I do have a question. Help me understand why you chose to clean up Ella's vomit with my shark this morning.

Love you,



M&Co. said...


I'm guessing that didn't go very well.

kimmyk said...

Oh yeah see, book smarts versus common sense. Apparently ya can't have both. Bummer.

Sorry Ella's sick.

Good for you going away in Feb. too!

kia (good enough mama) said...

Honestly, in our house, if I don't have to clean up the vomit, I don't really care WHAT Hubby uses to clean up the vomit. I'm THAT appalled by vomit. Wuss, I know... :)

Lumpyheadsmom said...

Oh god. Throw it out and get a new one.

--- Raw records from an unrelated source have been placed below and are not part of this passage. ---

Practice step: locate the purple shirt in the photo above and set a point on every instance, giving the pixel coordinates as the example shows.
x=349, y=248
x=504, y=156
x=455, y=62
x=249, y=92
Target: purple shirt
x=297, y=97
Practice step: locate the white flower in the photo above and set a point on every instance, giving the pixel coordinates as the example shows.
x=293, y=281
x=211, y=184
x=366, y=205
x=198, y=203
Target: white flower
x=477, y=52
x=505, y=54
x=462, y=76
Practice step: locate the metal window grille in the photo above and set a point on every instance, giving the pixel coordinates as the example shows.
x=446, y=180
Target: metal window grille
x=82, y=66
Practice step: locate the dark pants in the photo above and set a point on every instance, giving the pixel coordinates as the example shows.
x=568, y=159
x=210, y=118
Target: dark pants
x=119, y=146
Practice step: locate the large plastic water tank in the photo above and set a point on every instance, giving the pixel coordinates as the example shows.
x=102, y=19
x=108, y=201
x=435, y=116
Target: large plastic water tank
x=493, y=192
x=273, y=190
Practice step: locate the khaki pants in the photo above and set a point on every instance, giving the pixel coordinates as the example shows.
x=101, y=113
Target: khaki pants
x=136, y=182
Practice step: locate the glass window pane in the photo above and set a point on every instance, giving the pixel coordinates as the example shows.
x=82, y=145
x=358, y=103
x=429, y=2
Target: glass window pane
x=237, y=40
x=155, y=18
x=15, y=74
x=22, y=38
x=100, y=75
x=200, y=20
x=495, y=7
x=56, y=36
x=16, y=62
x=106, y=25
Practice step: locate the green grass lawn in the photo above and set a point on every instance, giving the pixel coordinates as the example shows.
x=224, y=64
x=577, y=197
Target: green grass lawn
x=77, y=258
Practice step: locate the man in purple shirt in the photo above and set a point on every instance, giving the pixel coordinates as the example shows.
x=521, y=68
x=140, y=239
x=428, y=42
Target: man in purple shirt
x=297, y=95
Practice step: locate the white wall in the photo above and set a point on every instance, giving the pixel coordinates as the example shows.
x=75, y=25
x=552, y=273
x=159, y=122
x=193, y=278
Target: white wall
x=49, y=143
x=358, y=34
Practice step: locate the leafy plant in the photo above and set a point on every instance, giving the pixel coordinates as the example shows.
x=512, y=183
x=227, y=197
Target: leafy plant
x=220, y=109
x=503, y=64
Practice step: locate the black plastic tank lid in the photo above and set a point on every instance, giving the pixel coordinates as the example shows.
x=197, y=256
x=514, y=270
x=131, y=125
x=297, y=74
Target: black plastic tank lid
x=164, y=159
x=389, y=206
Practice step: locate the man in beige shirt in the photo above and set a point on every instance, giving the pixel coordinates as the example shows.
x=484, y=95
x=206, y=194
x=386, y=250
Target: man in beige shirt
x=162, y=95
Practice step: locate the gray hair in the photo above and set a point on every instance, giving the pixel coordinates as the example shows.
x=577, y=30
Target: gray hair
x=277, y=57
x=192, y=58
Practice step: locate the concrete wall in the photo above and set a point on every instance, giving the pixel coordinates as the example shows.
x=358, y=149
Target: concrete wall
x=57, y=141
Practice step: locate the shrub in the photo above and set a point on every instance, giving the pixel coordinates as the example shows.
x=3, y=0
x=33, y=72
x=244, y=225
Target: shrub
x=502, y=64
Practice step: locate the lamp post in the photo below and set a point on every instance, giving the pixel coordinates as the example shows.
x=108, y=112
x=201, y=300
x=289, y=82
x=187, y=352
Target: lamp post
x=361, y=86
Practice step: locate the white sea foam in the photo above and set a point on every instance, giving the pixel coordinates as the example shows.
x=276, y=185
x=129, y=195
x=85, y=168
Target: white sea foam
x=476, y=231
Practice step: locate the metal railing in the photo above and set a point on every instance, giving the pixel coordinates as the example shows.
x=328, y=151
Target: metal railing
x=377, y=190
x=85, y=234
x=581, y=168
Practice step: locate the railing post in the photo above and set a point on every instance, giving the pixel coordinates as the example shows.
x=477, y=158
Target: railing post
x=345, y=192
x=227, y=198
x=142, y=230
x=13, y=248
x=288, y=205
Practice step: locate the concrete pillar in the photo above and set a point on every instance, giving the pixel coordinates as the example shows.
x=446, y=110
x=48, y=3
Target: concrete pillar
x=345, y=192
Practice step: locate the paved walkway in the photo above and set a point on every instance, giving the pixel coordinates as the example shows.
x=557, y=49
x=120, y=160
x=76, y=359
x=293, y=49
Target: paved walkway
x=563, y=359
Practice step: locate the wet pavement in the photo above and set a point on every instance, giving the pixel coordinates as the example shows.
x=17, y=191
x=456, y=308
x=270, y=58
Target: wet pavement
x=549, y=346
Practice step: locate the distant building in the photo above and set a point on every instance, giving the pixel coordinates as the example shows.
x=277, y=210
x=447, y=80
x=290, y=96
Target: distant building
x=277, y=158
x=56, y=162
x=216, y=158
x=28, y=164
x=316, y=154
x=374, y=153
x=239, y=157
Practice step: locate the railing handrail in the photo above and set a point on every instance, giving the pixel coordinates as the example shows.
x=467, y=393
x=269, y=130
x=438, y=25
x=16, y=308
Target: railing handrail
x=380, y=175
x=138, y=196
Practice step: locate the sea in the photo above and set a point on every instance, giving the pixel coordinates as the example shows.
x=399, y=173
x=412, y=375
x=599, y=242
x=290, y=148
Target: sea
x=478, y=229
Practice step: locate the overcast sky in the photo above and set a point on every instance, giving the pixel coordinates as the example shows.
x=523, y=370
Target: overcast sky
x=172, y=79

Shark, that is. Keep the husband. Maybe.

Scary Mommy said...

This is so my husband. He is literally (and I don't use that word lightly,)the smartest person I know. But he can be such a freaking moron around the house/

Aimee said...

Your husband is actually the smart one.

You said: "Help me understand why you chose to clean up Ella's vomit with my shark this morning."

Website for the Shark said: "it's powerful enough to even vacuum up chunky food messes with ease."

I say: Chunky Food Messes and Vomit are actually one and the same.

Misfit Hausfrau said...

That may be what the ad says, but the ad does not say, "It's powerful enough to vacuum up chunky food messes that have been regurgitated and are in a cocoon of sputum."